- Theatrical release poster
- Directed by: Tony Benna
- Produced by: Joshua Altman Ben Cotner Stelio Kitrilakis André Ricciardi Tory Tunnell
- Starring: André Ricciardi
- Cinematography: Ethan Indorf
- Edited by: Tony Benna Parker Laramie
- Music by: Dan Deacon
- Production companies: A24 Sandbox Films Safehouse Pictures
- Distributed by: Joint Venture
- Release dates: January 24, 2025 (Sundance); March 6, 2026 (United States);
- Running time: 89 minutes
- Country: United States
- Language: English

= André Is an Idiot =

2025 American documentary film

André Is an Idiot is a 2025 American documentary film by Tony Benna.
The film premiered at the 2025 Sundance Film Festival, and was given a limited theatrical release on March 6, 2026, by Joint Venture.

==Summary==
It explores the story of André Ricciardi, who considers himself an idiot for not getting a colonoscopy and gets a terminal cancer diagnosis.

== Release ==
The film premiered at the Sundance Film Festival on January 24, 2025. The film had a limited theatrical release in the United States on March 6, 2026, by Joint Venture. The film was released a month early in the United Kingdom by Dogwoof.

==Reception==
===Critical response===
 Metacritic, which uses a weighted average, assigned the film a score of 78 out of 100, based on 13 critics, indicating "generally favorable" reviews.

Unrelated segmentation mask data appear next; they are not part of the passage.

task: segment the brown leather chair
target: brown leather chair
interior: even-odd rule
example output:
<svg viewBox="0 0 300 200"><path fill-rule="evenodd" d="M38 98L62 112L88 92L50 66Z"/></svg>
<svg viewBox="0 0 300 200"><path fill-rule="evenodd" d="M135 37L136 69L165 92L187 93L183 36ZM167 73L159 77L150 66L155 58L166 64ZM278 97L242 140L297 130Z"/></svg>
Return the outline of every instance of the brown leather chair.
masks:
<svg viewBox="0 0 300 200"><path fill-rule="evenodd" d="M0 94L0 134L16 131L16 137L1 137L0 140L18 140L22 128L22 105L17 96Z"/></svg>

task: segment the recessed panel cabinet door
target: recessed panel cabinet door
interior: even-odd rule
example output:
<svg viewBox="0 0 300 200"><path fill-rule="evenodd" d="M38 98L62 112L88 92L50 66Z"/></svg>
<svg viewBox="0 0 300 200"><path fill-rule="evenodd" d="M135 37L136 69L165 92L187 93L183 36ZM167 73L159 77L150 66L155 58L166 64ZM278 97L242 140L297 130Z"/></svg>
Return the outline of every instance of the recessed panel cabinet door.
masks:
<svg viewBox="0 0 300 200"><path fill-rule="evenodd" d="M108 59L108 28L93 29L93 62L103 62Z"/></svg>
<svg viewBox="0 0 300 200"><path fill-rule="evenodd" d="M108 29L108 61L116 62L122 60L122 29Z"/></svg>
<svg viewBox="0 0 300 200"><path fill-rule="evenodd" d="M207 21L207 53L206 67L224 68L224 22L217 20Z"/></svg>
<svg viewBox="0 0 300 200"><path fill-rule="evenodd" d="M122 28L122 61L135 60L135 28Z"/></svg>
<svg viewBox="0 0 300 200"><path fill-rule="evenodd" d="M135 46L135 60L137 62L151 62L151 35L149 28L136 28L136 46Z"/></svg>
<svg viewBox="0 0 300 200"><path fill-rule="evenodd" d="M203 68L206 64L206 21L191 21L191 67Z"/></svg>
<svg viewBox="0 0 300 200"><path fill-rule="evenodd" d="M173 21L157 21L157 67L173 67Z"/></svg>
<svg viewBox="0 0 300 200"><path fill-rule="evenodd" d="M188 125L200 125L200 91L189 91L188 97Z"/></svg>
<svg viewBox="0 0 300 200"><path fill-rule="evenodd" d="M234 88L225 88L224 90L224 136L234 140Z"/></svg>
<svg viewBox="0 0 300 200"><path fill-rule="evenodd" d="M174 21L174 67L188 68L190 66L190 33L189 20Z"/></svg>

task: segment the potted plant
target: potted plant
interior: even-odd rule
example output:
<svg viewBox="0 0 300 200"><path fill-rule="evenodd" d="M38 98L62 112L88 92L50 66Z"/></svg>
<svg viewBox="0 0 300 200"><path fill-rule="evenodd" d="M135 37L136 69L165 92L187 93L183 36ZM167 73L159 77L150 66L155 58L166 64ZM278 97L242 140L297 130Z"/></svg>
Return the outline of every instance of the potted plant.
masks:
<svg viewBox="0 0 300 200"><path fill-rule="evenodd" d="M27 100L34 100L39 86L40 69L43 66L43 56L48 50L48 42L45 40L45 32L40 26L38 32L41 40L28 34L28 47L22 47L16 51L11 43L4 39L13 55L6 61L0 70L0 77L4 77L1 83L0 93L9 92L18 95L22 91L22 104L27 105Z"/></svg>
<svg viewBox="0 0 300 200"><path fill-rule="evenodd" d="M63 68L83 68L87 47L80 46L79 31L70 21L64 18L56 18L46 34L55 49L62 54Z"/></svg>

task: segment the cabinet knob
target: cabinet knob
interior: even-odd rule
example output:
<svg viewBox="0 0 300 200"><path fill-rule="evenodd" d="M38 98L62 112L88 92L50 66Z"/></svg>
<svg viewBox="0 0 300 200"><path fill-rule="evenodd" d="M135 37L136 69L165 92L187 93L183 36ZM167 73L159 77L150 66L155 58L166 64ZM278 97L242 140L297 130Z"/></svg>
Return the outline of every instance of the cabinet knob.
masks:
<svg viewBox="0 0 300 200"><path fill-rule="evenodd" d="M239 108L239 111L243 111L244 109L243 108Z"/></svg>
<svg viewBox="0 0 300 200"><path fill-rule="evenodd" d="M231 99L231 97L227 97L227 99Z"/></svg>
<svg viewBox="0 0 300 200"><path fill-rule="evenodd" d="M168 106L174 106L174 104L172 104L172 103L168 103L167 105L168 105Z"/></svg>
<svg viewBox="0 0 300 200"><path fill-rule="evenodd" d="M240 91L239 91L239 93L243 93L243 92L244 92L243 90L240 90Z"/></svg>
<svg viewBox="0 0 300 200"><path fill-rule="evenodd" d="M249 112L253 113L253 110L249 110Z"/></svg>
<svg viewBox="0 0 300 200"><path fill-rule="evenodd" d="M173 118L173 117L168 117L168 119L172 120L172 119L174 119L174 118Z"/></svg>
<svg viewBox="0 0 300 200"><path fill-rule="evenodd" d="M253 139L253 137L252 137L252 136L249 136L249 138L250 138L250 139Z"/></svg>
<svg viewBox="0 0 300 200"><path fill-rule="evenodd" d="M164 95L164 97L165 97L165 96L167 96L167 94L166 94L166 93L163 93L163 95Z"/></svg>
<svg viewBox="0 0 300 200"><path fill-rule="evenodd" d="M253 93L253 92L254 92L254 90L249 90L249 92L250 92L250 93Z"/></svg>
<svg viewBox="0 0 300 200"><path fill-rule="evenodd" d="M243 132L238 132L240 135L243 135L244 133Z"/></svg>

Peter Howell of the Toronto Star considers the film one of his 10 favorite films from the Sundance Film Festival. Leslie Felperin of The Guardian rated the film four out of five and called it "a riotously funny, painfully honest film about facing death."

===Accolades===
It won the Audience Award and the Jonathan Oppenheim Editing Award in the US Documentary competition at the Sundance Film Festival.